I’d book it if you want a well-packed Kenya highlight run and you’re comfortable trading “slow vacation” for “more wildlife variety.” The strongest reasons are the included park fees, the open-roof vehicle setup, and the mix of classic drives plus Naivasha boat time and a Maasai village stop.
But don’t book on vibes alone. Do a quick confirmation sweep before you pay:
- confirm your private setup matches what’s advertised
- confirm camp names and your activity inclusions (boat trip and village visit are part of the plan)
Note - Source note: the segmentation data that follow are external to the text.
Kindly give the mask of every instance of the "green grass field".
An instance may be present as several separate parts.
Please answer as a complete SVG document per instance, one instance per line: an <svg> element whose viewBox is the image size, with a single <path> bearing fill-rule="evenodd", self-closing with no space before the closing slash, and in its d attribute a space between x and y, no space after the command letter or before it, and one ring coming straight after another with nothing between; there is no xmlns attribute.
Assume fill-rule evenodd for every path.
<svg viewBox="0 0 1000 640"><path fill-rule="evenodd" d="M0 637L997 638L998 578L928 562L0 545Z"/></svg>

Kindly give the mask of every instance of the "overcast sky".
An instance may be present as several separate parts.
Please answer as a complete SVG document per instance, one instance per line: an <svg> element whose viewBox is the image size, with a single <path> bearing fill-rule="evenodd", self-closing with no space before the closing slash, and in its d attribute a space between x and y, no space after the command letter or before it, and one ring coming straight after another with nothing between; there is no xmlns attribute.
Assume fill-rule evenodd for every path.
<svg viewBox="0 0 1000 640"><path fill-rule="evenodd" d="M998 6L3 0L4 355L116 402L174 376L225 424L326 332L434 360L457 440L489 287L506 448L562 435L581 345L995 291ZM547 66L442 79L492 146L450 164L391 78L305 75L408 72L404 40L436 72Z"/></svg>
- ask for a final written day-by-day outline so nothing feels changed on arrival
If you get clear answers, this looks like a solid value way to hit four safari regions in seven days with full-board convenience.
FAQ
Which parks and activities are included in the 7-day safari?
You visit Maasai Mara National Reserve, Lake Naivasha, Lake Nakuru National Park, and Amboseli National Park. The trip also includes a boat trip on Lake Naivasha and a visit to a Maasai village, plus time at Hell’s Gate National Park.
What meals are included?
The tour is full board with breakfasts, lunches, and dinners included based on the meal plan described as B=6, L=7, and D=6.
Is pickup from Nairobi or the airport included?
Yes. Pickup is offered, and airport pick up is included as part of the experience.
What kind of vehicle is used for game drives?
You travel in a private safari 4×4 tour van with an open roof, a game viewing roof hatch, and UHF radio.
Are park entrance fees included in the price?
Yes. Park entrance fees are included and stated to include government taxes and the service of an English-speaking professional driver/guide.
Do you do anything besides vehicle game drives?
Yes. You’ll visit a Maasai village and you’ll take a boat trip on Lake Naivasha. The route also includes Hell’s Gate National Park, which is described as a park where one can cycle, walk, and drive while seeing animals.
How early do game drives start?
The tour start time is listed as 6:00am, and some days specify early departures such as 7:30am and 6:30am depending on the day.
Is this tour private or shared?
It’s listed as a private tour/activity, meaning only your group participates.
What’s the cancellation refund rule?
You can cancel up to 6 days in advance of the experience for a full refund. Cancel 2–6 full days before for a 50% refund, and less than 2 full days before the experience start time is not refunded.